Nepal Sickle Cell Disease Project

Dang District, Nepal

Dang District, Nepal

2018/2019 Team Leaders: Keegan Marchand & Iulia Dascalu
Location: Dang District, Nepal
Date & Duration of Project: 4-5 weeks in May 2020
Number of Positions: 4-8
Project Website: www.ubcsicklecell.wordpress.com

The Nepal Sickle Cell Project is a global health initiative with a focus on public health, advocacy, and health education in rural communities in Nepal.

The project was born in the summer of 2015, when a group of 12 UBC medical students traveled to the western province of Dang in rural Nepal. Partnering with the non-profit organizations Creating Possibilities (CP) Nepal and Her International, the team connected with local Nepali health professionals and developed a project to screen for Sickle-Cell Disease (SCD) within the indigenous Tharu population of that region, who experience higher rates of SCD than the general Nepali population. SCD is an inherited hemoglobinopathy that is characterized by crescent or ‘sickle’-shaped red blood cells that can block small blood vessels and impair blood flow, which results in multi-organ damage, severe pain crises, increased risk of infection, and even death if not managed appropriately.

In the first year of the project, data collected (and later published) by the initial UBC team through a mass-screening program estimated the prevalence of the sickle cell trait to be 9.3% among the Tharu population in Dang. Since then, the Nepal Sickle Cell project has aimed to improve outcomes for individuals with SCD through four major components: the development of educational resources to raise awareness of SCD within the Tharu community and promote earlier screening and diagnosis, fundraising to support continued screening efforts, research, and advocacy to increase government support for individuals with SCD.

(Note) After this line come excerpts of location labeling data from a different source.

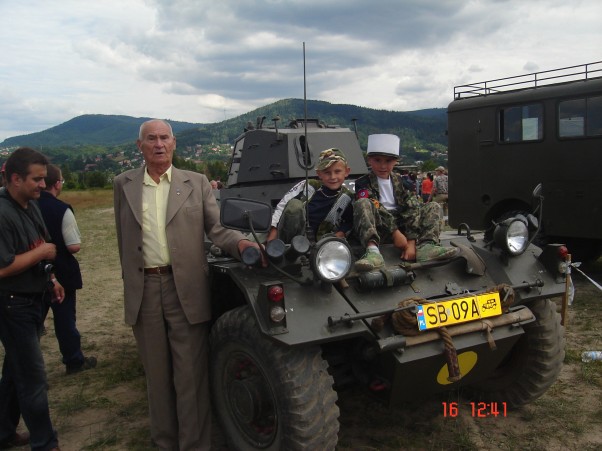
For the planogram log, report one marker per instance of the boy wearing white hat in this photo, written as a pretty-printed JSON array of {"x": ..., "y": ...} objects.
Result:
[{"x": 384, "y": 211}]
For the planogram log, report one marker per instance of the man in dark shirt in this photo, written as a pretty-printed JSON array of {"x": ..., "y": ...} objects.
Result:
[
  {"x": 25, "y": 275},
  {"x": 60, "y": 220}
]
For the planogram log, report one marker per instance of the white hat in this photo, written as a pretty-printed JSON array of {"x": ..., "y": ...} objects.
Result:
[{"x": 387, "y": 145}]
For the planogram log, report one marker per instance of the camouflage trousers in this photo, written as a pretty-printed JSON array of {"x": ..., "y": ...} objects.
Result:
[
  {"x": 441, "y": 199},
  {"x": 378, "y": 224}
]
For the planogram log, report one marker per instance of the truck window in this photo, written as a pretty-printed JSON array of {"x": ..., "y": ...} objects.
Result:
[
  {"x": 580, "y": 117},
  {"x": 521, "y": 123}
]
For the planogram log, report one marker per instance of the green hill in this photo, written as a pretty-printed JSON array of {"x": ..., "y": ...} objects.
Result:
[
  {"x": 89, "y": 129},
  {"x": 417, "y": 129}
]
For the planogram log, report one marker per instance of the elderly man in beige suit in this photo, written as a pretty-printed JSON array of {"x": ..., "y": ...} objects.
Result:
[{"x": 162, "y": 214}]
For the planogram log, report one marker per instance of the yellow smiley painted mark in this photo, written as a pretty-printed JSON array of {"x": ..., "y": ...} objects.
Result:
[{"x": 466, "y": 360}]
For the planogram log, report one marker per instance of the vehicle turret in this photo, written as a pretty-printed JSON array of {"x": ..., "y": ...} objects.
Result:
[{"x": 267, "y": 161}]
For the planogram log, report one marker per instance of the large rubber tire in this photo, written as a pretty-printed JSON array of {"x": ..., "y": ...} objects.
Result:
[
  {"x": 532, "y": 366},
  {"x": 267, "y": 396}
]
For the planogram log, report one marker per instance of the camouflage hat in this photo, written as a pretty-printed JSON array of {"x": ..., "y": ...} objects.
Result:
[{"x": 330, "y": 156}]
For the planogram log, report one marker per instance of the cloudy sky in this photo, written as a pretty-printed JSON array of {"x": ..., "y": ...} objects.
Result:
[{"x": 208, "y": 60}]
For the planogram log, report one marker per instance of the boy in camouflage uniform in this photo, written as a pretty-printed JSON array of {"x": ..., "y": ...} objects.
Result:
[
  {"x": 330, "y": 203},
  {"x": 384, "y": 211}
]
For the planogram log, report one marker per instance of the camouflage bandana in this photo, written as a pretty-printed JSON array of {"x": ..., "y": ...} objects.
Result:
[{"x": 330, "y": 156}]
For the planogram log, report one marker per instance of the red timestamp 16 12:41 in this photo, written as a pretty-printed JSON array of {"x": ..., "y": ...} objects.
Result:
[{"x": 477, "y": 409}]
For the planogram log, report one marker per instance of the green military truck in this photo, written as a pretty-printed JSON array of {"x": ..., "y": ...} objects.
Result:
[{"x": 509, "y": 134}]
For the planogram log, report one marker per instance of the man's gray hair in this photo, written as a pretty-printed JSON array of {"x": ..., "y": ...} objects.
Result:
[{"x": 140, "y": 137}]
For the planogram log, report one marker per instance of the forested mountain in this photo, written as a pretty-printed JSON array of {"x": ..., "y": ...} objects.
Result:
[
  {"x": 92, "y": 148},
  {"x": 89, "y": 129},
  {"x": 417, "y": 128}
]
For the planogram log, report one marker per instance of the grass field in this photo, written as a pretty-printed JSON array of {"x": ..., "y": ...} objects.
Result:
[{"x": 106, "y": 409}]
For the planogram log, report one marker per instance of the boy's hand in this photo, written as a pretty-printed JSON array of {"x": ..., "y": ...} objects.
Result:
[{"x": 409, "y": 253}]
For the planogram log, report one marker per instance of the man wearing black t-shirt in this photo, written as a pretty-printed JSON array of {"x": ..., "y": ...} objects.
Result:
[{"x": 25, "y": 275}]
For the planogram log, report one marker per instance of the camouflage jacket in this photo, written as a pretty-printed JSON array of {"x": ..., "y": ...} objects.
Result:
[
  {"x": 340, "y": 216},
  {"x": 408, "y": 205}
]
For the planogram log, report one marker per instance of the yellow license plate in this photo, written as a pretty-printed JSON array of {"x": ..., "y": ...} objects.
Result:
[{"x": 461, "y": 310}]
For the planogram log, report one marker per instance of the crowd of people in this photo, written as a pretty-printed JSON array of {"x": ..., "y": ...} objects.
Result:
[{"x": 162, "y": 215}]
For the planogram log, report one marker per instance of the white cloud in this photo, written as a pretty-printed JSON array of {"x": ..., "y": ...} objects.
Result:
[{"x": 203, "y": 61}]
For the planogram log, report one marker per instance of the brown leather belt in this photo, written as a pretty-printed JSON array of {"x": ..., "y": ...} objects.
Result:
[{"x": 158, "y": 270}]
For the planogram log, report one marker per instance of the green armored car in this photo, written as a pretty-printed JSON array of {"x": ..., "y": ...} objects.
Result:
[{"x": 285, "y": 337}]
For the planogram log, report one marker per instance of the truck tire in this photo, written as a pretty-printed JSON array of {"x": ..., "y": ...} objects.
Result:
[
  {"x": 532, "y": 366},
  {"x": 267, "y": 396}
]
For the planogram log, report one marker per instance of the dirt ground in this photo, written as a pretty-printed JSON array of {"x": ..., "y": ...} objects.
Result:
[{"x": 105, "y": 408}]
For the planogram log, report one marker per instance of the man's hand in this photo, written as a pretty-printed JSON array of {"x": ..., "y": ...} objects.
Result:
[
  {"x": 47, "y": 251},
  {"x": 59, "y": 292},
  {"x": 243, "y": 244}
]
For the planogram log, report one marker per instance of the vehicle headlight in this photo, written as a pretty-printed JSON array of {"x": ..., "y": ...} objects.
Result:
[
  {"x": 512, "y": 235},
  {"x": 332, "y": 259}
]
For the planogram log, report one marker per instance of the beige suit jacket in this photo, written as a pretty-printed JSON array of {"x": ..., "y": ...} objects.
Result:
[{"x": 192, "y": 211}]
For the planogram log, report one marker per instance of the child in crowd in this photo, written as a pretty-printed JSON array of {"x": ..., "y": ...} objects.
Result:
[
  {"x": 330, "y": 203},
  {"x": 384, "y": 211}
]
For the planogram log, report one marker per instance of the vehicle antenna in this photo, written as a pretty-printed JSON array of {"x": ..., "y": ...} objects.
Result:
[{"x": 305, "y": 149}]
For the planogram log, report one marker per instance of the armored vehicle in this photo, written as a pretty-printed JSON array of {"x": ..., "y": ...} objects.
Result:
[
  {"x": 506, "y": 135},
  {"x": 287, "y": 336}
]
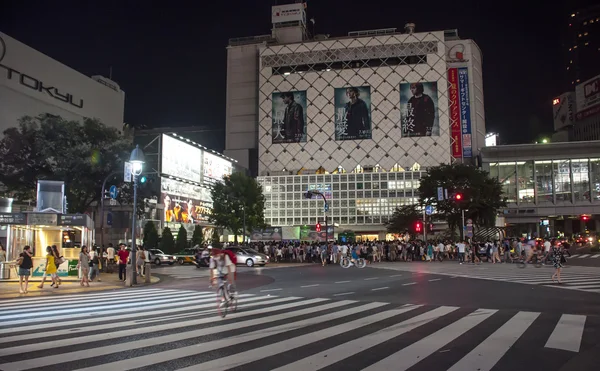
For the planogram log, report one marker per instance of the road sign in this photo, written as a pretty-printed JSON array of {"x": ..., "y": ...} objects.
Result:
[
  {"x": 127, "y": 170},
  {"x": 113, "y": 192}
]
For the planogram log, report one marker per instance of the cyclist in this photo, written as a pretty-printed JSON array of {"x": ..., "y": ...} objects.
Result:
[{"x": 221, "y": 265}]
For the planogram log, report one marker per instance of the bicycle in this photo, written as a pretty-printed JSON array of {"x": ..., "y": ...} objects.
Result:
[
  {"x": 226, "y": 298},
  {"x": 345, "y": 262}
]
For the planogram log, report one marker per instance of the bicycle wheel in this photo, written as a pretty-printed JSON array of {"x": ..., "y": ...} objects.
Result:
[{"x": 222, "y": 303}]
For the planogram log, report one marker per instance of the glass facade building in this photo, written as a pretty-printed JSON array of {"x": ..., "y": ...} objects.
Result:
[{"x": 354, "y": 198}]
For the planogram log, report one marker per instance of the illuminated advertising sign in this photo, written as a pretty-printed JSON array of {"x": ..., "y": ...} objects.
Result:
[
  {"x": 455, "y": 129},
  {"x": 215, "y": 168},
  {"x": 465, "y": 111},
  {"x": 181, "y": 160},
  {"x": 184, "y": 202}
]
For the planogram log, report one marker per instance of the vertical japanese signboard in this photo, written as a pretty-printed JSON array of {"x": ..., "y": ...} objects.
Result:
[
  {"x": 455, "y": 125},
  {"x": 465, "y": 111}
]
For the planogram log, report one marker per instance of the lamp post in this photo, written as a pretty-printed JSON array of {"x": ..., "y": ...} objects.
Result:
[{"x": 137, "y": 160}]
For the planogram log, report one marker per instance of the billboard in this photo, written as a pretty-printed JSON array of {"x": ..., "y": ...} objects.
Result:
[
  {"x": 419, "y": 109},
  {"x": 465, "y": 110},
  {"x": 353, "y": 113},
  {"x": 453, "y": 105},
  {"x": 184, "y": 202},
  {"x": 289, "y": 117},
  {"x": 215, "y": 168},
  {"x": 287, "y": 13},
  {"x": 180, "y": 159},
  {"x": 588, "y": 94}
]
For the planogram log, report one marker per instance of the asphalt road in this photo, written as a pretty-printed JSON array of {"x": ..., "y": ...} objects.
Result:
[{"x": 389, "y": 316}]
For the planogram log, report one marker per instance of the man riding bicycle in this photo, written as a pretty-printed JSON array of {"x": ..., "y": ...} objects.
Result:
[{"x": 221, "y": 266}]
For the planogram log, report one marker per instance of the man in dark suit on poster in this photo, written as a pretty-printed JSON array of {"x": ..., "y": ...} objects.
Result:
[{"x": 293, "y": 119}]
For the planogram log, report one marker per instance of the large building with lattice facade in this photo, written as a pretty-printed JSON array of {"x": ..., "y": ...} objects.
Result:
[{"x": 358, "y": 117}]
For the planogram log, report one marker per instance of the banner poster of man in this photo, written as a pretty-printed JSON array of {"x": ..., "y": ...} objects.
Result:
[
  {"x": 289, "y": 117},
  {"x": 353, "y": 113},
  {"x": 419, "y": 109}
]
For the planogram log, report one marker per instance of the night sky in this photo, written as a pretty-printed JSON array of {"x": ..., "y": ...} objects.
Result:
[{"x": 170, "y": 58}]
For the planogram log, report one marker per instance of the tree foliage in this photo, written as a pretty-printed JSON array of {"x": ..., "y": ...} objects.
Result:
[
  {"x": 181, "y": 242},
  {"x": 198, "y": 236},
  {"x": 48, "y": 147},
  {"x": 167, "y": 242},
  {"x": 150, "y": 235},
  {"x": 482, "y": 195},
  {"x": 403, "y": 219},
  {"x": 231, "y": 197}
]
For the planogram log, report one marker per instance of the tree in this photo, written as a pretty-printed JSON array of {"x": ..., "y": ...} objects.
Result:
[
  {"x": 167, "y": 242},
  {"x": 232, "y": 197},
  {"x": 48, "y": 147},
  {"x": 482, "y": 195},
  {"x": 150, "y": 235},
  {"x": 181, "y": 239},
  {"x": 198, "y": 236},
  {"x": 403, "y": 219}
]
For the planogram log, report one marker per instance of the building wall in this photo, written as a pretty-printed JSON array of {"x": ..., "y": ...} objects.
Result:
[
  {"x": 241, "y": 121},
  {"x": 32, "y": 83},
  {"x": 386, "y": 148}
]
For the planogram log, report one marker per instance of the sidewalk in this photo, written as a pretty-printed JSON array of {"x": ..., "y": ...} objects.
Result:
[{"x": 70, "y": 285}]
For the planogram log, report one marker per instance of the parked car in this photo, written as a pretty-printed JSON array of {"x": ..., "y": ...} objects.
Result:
[
  {"x": 158, "y": 257},
  {"x": 186, "y": 256},
  {"x": 248, "y": 256}
]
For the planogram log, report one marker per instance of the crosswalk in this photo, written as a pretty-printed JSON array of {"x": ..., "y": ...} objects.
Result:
[
  {"x": 169, "y": 329},
  {"x": 574, "y": 278}
]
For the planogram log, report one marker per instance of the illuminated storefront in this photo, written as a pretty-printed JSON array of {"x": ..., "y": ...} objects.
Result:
[{"x": 67, "y": 231}]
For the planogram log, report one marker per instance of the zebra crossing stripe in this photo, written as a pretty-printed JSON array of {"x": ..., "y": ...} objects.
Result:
[
  {"x": 151, "y": 359},
  {"x": 239, "y": 359},
  {"x": 208, "y": 308},
  {"x": 567, "y": 333},
  {"x": 63, "y": 298},
  {"x": 413, "y": 354},
  {"x": 340, "y": 352},
  {"x": 497, "y": 344},
  {"x": 147, "y": 342}
]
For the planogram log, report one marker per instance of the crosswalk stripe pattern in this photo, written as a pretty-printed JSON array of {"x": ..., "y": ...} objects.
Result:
[
  {"x": 267, "y": 332},
  {"x": 573, "y": 278}
]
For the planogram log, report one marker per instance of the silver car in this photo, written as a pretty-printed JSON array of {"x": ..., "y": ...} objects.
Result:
[{"x": 248, "y": 256}]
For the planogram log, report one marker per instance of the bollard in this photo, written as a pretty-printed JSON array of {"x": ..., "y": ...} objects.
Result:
[{"x": 147, "y": 272}]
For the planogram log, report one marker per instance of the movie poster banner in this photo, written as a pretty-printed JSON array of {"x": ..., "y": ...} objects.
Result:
[
  {"x": 419, "y": 109},
  {"x": 465, "y": 110},
  {"x": 353, "y": 113},
  {"x": 185, "y": 203},
  {"x": 289, "y": 117},
  {"x": 455, "y": 128}
]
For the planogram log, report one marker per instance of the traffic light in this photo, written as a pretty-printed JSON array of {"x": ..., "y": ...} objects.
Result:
[{"x": 419, "y": 227}]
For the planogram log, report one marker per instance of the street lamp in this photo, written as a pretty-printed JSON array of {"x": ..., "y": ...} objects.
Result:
[{"x": 137, "y": 160}]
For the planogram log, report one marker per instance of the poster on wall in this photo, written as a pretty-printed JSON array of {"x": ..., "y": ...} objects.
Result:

Each year, fundraising efforts by the UBC teams have supported the continuation of mass SCD screening at community health posts in Dang. The money raised for the project contributes towards the purchase of screening equipment and supplies for local health posts, training and support for lab technicians and health workers, and the individual costs of screening and transportation (to and from health centres) for members of the local community.

In recent years, the primary focus of the project has been to increase awareness and understanding of SCD among the Tharu community through the development and delivery of educational materials. Despite the fact that some government support is available for individuals officially diagnosed with SCD in Nepal, a multitude of barriers prevents many individuals from accessing treatment, or from even being diagnosed to begin with. One of the most significant of these barriers to care is the level of health literacy among the local population, particularly around Sickle Cell Disease.

The UBC Sickle Cell Project has attempted to address gaps in SCD literacy through the development of culturally sensitive educational modules about Sickle Cell Disease. These modules explain the cause, symptoms, and inheritance pattern of SCD at a level appropriate for the local population and encourage all individuals to get screened, outlining the entire process of screening, diagnosis, and access to treatment. Since the creation of these modules by the 2017 team, subsequent teams have continued to revise/develop educational materials and visit local schools and community mothers’ groups to deliver them with the help of local CP Nepal workers. Furthermore, UBC teams have trained local female community health workers to deliver these modules to their own community members, in order to allow educational efforts to continue in sustainably over the long-term.

Additionally, UBC students and CP Nepal staff have collaborated annually to hold “forum theatres”–educational plays in public community spaces­–where up to 200 locals gather to watch the story of a family who goes through the process of screening, diagnosis and treatment for SCD.

Nepal is a low-income country with many social and economic challenges such as political instability, poverty, corruption, low literacy rates, and gender inequality. As such, access to health services is poor, especially in rural areas where people must travel long distances to receive medical attention. Multiple UBC teams have conducted needs assessments and qualitative interviews to better characterize the health and socioeconomic barriers faced by the community and, in particular, the challenges that individuals with SCD face while accessing care.

Furthermore, research has gone hand in hand with the educational arm of the project as recent teams (2018 and 2019) have gathered quantitative data on individuals’ understanding of SCD before and after attending educational modules in order to assess their knowledge retention and, consequently, the effectiveness of the modules. This data will be used to inform further revision of our educational materials in order to improve their ability to facilitate effective and culturally appropriate knowledge translation.

Through meetings with local doctors and government officials, UBC students have lobbied for increased attention and resources to be directed towards individuals with SCD. The ultimate goal of this advocacy component is to pressure the government to make SCD screening part of the routine infant screening for at-risk subpopulations in Nepal.